TG accumulation of inhibitory effects of compounds isolated from aerial parts of R. officinalis were screened in sophisticated sodium oleate (SO)-induced HepG2 cells. The results showed that TG was accumulated as lipid droplets in the SO treated HepG2 cells monolayer and at least a 5-fold increase (p < 0.001) in TG content was observed from 51.14 ± 4.70 mg/dL (normal group) to 288.34 ± 5.72 mg/dL (model group). Compared to the SO group, orlistat significantly (p < 0.001) decreased this value to 230.06 ± 2.68 mg/dL by a 20.2% clearance ratio and eight of the 16 kinds of flavonoids tested showed similar inhibitory effects. Compounds 1, 2, 3, 6–9 and 11 reduced the intracellular TG content by 17.0%, 8.4%, 9.8%, 9.7%, 11.3%, 8.5%, 13.0% and 6.0%, respectively, as given in Figure 5A. In addition, 16 terpenoids (17–32) were evaluated in the same method and seven kinds showed significantly inhibitory activities. The clearance ratios of 17–20, 23, 26 and 31 were 6.3%, 8.3%, 8.4%, 23.3%, 5.8%, 8.4% and 8.5%, respectively, as given in Figure 5B.
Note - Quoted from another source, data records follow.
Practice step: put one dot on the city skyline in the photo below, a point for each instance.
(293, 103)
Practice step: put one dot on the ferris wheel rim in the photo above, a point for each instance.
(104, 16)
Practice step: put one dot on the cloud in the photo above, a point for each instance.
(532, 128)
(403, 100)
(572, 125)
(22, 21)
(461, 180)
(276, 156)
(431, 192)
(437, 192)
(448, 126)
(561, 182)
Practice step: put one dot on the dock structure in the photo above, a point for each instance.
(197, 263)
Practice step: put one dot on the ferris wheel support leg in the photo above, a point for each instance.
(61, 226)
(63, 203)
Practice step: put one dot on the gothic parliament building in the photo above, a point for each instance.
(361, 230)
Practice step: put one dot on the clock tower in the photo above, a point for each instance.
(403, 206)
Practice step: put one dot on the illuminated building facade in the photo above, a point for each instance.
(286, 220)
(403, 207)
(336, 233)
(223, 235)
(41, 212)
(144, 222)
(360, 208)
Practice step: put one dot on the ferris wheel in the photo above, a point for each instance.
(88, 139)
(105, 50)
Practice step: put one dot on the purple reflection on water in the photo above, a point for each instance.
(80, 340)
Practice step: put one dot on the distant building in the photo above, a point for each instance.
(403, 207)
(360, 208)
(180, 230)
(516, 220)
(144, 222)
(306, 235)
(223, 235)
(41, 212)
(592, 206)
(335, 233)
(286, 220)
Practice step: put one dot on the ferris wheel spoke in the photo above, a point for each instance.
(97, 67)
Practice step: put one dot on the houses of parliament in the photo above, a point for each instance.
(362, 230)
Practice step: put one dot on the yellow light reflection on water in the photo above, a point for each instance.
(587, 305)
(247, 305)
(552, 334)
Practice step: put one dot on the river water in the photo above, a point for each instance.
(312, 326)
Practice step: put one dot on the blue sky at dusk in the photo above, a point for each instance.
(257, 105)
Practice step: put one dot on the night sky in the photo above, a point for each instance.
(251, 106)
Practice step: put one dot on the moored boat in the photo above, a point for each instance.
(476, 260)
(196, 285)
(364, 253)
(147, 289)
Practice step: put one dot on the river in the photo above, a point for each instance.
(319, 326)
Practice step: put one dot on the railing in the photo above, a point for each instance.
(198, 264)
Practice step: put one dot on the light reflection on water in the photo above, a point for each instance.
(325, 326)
Studies of dose dependency of six selected compounds (compounds 1, 2, 9, 20, 26 and 31), which comparatively showed the best TG-lowering activities, were then conducted. In this system, orlistat, a lipase inhibitor showed significant TG accumulation effects at concentration of 5 µmol/L. As shown in Figure 6, the results revealed that all the above isolates could inhibit the SO-induced intracellular TG accumulation in a dose dependent manner. Among them, compound 20 exhibited the strongest activity that it had demonstrated a clearance ratio of more than 5.6% from 1 µmol/L. Then, Oil red O staining further visually confirmed the results that a large amount of lipid droplets were seen in SO-treated HepG2 cells, indicating lipid accumulation, but the accumulation was inhibited by compound 20 in a dose dependent manner (shown in Figure 7). Although the colorimetric assay results showed that the concentration of 1 µmol/L exhibited no significant difference compared to the model group, the possible reasons for this might be the lower precision of this detection method or the activity-instability at this low concentration.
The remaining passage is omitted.